Crime and Punishment by Fyodor Dostoyevsky
My brother and I are still making our way through Crime and Punishment, with the hope of finishing it by the end of the year. I have got past the “crime” now and at the point where Raskolnikov is (once again) losing his mind. It’s a really excellent read this time around, but not exactly holiday cheer, so that’s one reason I haven’t been reading it as much as I ought to be.
The Sickness unto Death by Søren Kierkegaard
Yet another “second attempt book”… guess I was in the mood for those! I am determined to finish it this time. The Sickness unto Death is about despair and how the Christian faith both acknowledges and solves this universal problem. Well… that’s my idea of what the book’s about, anyway. 😆 On a scale of Fear and Trembling to The Concept of Anxiety, this book falls towards the latter end of difficulty, so I cannot recommend it as an starting point.
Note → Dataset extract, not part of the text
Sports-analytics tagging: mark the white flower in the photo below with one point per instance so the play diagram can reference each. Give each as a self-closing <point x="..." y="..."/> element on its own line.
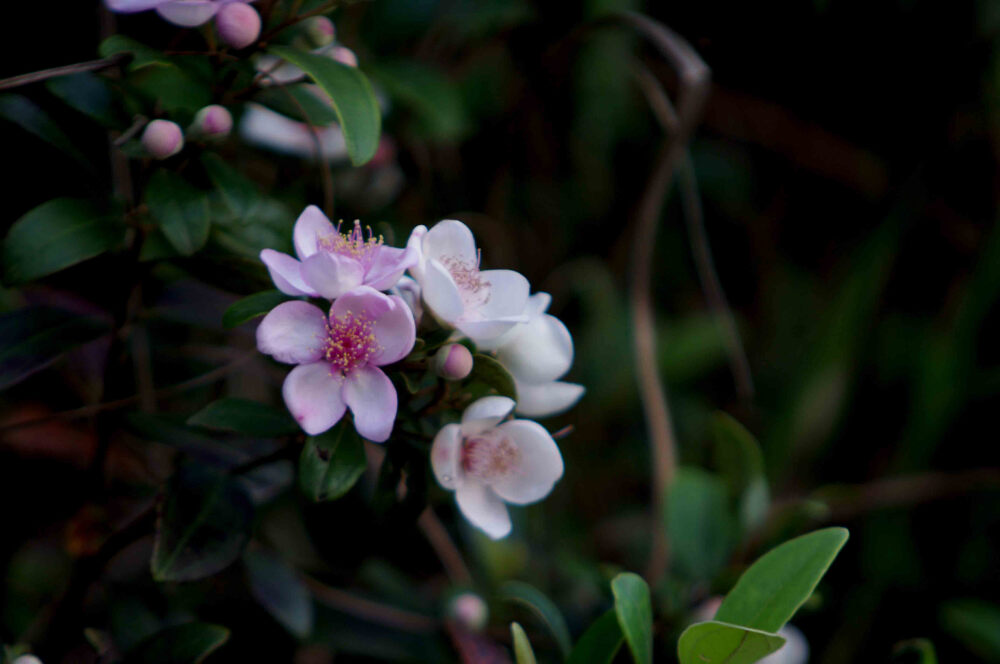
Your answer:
<point x="488" y="463"/>
<point x="482" y="304"/>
I can’t pretend to understand everything dear old K. is talking about, but there are some gems here for the patient excavator.
The Passion According to G.H. by Clarice Lispector
Picked this up yesterday to read for Brazil in the Reading the World Challenge (I really ought to create a page for this!). The religious-sounding title instilled in me some uncertainty, but the concept—a kind of variation on Kafka’s The Metamorphosis—was definitely intriguing.
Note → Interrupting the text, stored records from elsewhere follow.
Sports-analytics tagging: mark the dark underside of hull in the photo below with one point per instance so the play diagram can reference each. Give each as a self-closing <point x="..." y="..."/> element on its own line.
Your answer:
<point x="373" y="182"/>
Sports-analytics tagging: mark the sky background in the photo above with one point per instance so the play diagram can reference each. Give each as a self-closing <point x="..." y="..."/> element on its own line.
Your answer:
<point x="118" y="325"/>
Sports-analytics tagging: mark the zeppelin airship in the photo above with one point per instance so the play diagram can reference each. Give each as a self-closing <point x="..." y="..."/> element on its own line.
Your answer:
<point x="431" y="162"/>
I’m at 10% now and I really don’t know how I’m going to feel about it. I can’t decide whether I love it or hate it. 😆 The opening (and the whole book, as I gather), is one long internal monologue, vaguely reminiscent of Steppenwolf. She speaks very obscurely and through metaphors, and at times you don’t really know if she’s in her right mind, but I could empathize with what she was talking about regarding personal identity, so that’s something. Here’s a few quotes that already arrested my attention:
Maybe disappointment is the fear of no longer belonging to a system . . . What I used to be, was no good for me. But it was from that not-good that I’d organized the best thing of all: hope.
Holding someone’s hand was always my idea of joy.
Will speaking to you scare you and make me lose you? but if I don’t speak I’ll be lost, and in losing myself lose you.
I’ll have much more to say about this book, that’s for sure.